Back in April, at the height of this pandemic, Revenue relaxed a rule which states that high net worth non-residents who spend more than 183 days in the country become liable for tax. These millionaires and billionaires, who fly around the globe on private jets, didn't have to worry about facing a financial penalty for overstaying their welcome.
Meanwhile, those on PUP who lost their jobs to the virus, many of whom would have booked holidays before their world came crashing down, have been told they will be left with nothing if they opt to leave.
When it comes to the rich, restrictions are loosened. For the poor, restrictions are tightened. Similarly, those on jobseeker's benefit, who have always had an entitlement to travel abroad for two weeks each year and retain their benefits, have had that right stripped away.
On July 10, Humphreys published a regulation which stated travel was only permitted "in accordance with the general travel advisory in operation by the Department of Foreign Affairs".
However, since the department published the green list, this has changed.

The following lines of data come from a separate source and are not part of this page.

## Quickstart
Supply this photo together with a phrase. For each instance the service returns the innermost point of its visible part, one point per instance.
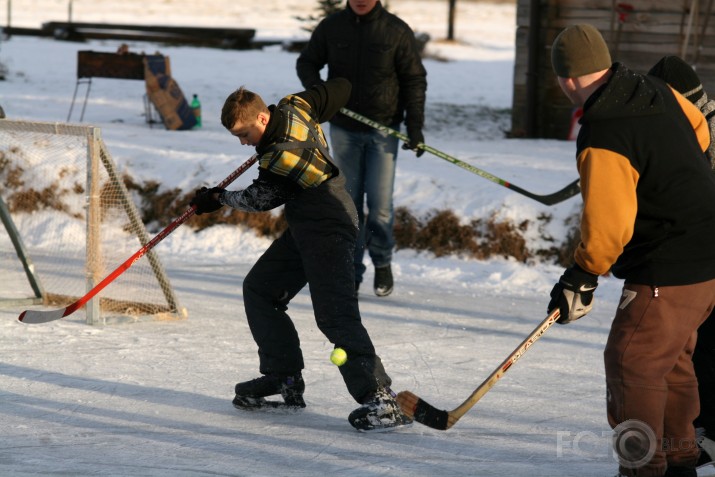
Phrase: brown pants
(649, 369)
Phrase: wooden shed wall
(651, 30)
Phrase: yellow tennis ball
(338, 357)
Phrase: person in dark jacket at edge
(648, 217)
(683, 78)
(378, 53)
(296, 170)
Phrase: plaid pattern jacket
(299, 151)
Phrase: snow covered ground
(153, 399)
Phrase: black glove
(573, 294)
(416, 138)
(204, 200)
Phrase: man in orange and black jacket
(648, 217)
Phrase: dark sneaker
(379, 413)
(383, 280)
(252, 394)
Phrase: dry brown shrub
(444, 235)
(503, 239)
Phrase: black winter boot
(378, 413)
(251, 394)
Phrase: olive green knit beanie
(579, 50)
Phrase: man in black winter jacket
(296, 170)
(378, 54)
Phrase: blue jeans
(367, 159)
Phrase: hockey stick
(414, 407)
(549, 199)
(36, 316)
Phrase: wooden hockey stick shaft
(38, 316)
(550, 199)
(422, 412)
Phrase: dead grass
(440, 232)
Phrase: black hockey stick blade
(424, 413)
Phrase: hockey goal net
(69, 221)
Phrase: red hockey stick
(35, 316)
(429, 415)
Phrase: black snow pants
(317, 249)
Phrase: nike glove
(573, 294)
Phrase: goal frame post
(98, 156)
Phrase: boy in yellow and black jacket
(296, 170)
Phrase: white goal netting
(69, 222)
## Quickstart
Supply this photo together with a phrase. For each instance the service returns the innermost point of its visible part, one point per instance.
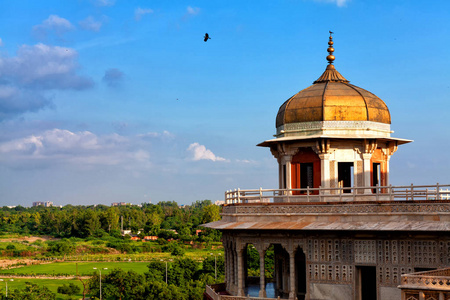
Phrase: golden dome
(333, 98)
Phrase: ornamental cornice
(337, 209)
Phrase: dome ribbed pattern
(333, 100)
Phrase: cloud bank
(199, 152)
(34, 70)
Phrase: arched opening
(378, 169)
(252, 272)
(300, 274)
(281, 272)
(345, 175)
(305, 170)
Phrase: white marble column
(262, 275)
(287, 160)
(366, 170)
(240, 273)
(325, 170)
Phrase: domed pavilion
(335, 227)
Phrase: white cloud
(53, 24)
(140, 12)
(192, 10)
(47, 67)
(90, 24)
(113, 77)
(59, 146)
(199, 152)
(35, 69)
(104, 2)
(151, 135)
(339, 3)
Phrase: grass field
(84, 268)
(51, 284)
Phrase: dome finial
(330, 49)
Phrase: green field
(70, 268)
(52, 284)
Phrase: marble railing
(373, 193)
(436, 280)
(214, 293)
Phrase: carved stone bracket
(322, 147)
(370, 146)
(391, 148)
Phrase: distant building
(219, 202)
(43, 203)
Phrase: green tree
(157, 290)
(32, 291)
(118, 284)
(211, 213)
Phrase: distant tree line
(101, 220)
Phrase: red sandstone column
(292, 274)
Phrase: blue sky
(104, 101)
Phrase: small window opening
(345, 175)
(306, 175)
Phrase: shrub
(70, 289)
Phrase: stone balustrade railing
(213, 293)
(435, 280)
(373, 193)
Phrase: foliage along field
(51, 284)
(70, 268)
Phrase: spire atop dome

Not by ministerial order, but via a change on the Department of Social Protection's website which states "jobseeker's payments will not be made to anyone who travels abroad" - no matter how green their destination.
Not only is this arbitrary, it is illogical. Why ban travel for social welfare claimants to countries that have lower levels of Covid-19 than Ireland? Why publish the green list at all if travel to those countries is deemed so dangerous?
Most of us can understand that travel abroad is not advisable at the moment. It is the unfair application of this advice to different cohorts of people that is at issue.
For the majority, it is advisory. For social welfare claimants, it is mandatory.
At the very least, the Government could have made an effort to publicise the fact that those who travelled abroad were at risk of losing their income.
But they didn't even bother doing that.
At the start of this crisis, social cohesion was strong because people were treated fairly and there was a sense that we were all in it together.
The rapid expansion of the PUP to cover 600,000 people within a matter of weeks, was among the State's proudest achievements as it grappled with the virus in the early stages.
Now, the Government risks undermining that good work by senselessly targeting the very group it went to such efforts to protect. Those who lost their jobs through no fault of their own.
If it does, it will reap a whirlwind.
If the Government believes a travel ban is necessary to protect public health, then introduce one for everyone - rich and poor alike.
If not, it must stop discriminating against those in receipt of social welfare payments.